When we plan a wine outing, we’ll typically choose 1 to 3 wineries to visit in a day, we could do more but I think you lose out on the great conversations and learning opportunities that can be had if you rush to as many places as you can hit in a few hours, and after all, someone still has to drive home! So, for example, we go to winery #1, we taste Estate Pinot Noir, a Cuvee, Winemaker Select Pinot Noir, then MAYBE a Pinot Gris and even more remotely a Chardonnay or Riesling.  Okay, that was nice.  Let’s head off to winery #2, here we’ll find a three year vertical of Pinot (admittedly more interesting than the most recent vintage) and that’s it.  Winery #3 offers two Pinot Noir options, a Pinot Gris and a Pinot Rose (please be dry!).

While individually, these would all be nice visits, in total it all runs together, losing the character of what each winery might do very well, due to the fact that our palates are tired of the same thing over and over.

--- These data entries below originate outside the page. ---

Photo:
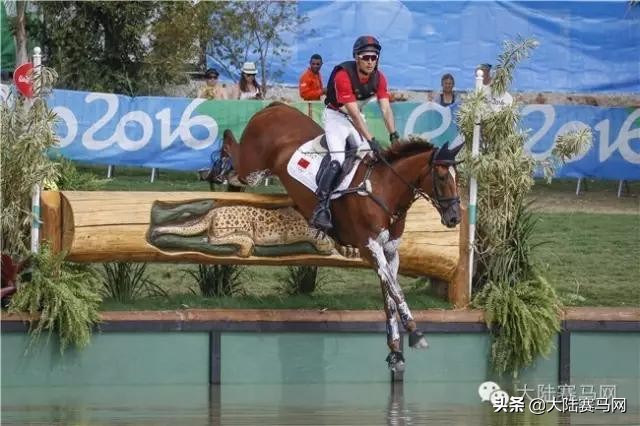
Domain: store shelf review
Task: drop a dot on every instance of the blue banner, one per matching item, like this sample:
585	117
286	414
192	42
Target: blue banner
585	46
184	134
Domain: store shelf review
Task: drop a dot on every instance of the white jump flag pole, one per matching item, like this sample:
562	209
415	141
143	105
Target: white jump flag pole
473	185
35	199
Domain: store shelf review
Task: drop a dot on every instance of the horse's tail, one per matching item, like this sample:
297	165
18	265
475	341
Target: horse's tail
192	227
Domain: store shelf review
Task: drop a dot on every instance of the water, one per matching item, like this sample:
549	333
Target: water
289	404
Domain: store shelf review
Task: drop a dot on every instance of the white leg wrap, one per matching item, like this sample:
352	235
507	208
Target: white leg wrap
385	252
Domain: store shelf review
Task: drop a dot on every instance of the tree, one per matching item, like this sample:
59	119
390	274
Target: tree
521	307
137	48
242	30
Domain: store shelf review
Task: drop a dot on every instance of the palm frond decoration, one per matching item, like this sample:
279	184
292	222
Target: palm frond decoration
520	304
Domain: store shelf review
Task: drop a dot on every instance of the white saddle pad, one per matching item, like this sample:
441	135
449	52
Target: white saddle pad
304	164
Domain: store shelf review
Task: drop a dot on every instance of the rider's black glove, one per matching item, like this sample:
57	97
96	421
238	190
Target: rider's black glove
375	146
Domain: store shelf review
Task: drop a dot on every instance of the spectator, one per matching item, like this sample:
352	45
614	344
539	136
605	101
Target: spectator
212	89
486	71
447	97
310	85
247	87
497	102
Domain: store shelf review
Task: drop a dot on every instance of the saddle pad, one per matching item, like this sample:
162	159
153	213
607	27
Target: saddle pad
304	164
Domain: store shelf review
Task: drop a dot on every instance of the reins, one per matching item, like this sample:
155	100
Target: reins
364	188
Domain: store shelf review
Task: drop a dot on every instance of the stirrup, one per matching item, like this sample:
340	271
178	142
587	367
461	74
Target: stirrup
321	218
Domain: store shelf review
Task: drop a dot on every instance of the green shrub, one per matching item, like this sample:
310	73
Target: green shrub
521	307
301	280
523	318
218	280
72	179
126	281
64	294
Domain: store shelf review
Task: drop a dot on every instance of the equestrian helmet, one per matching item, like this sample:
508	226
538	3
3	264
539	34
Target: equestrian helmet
366	43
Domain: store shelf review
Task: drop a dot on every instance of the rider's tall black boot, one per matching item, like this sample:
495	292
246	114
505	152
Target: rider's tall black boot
321	217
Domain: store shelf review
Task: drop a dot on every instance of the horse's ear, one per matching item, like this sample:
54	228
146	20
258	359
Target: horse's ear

Here’s my suggestion, do your research in advance of your trip.  Know what the wineries that you’re going to visit offer and look for something a little different in the middle of your day.  Look for that winery that is making wine in a German style as opposed to a French.  Look for that Portuguese family winery that pours you some varieties that not only you haven’t experienced but probably can’t even pronounce.  Look for someone making wine with grape varietals that maybe aren’t as common in the valley.

You will, I believe, appreciate ALL of your experiences more and take the “boredom” out of your tasting day.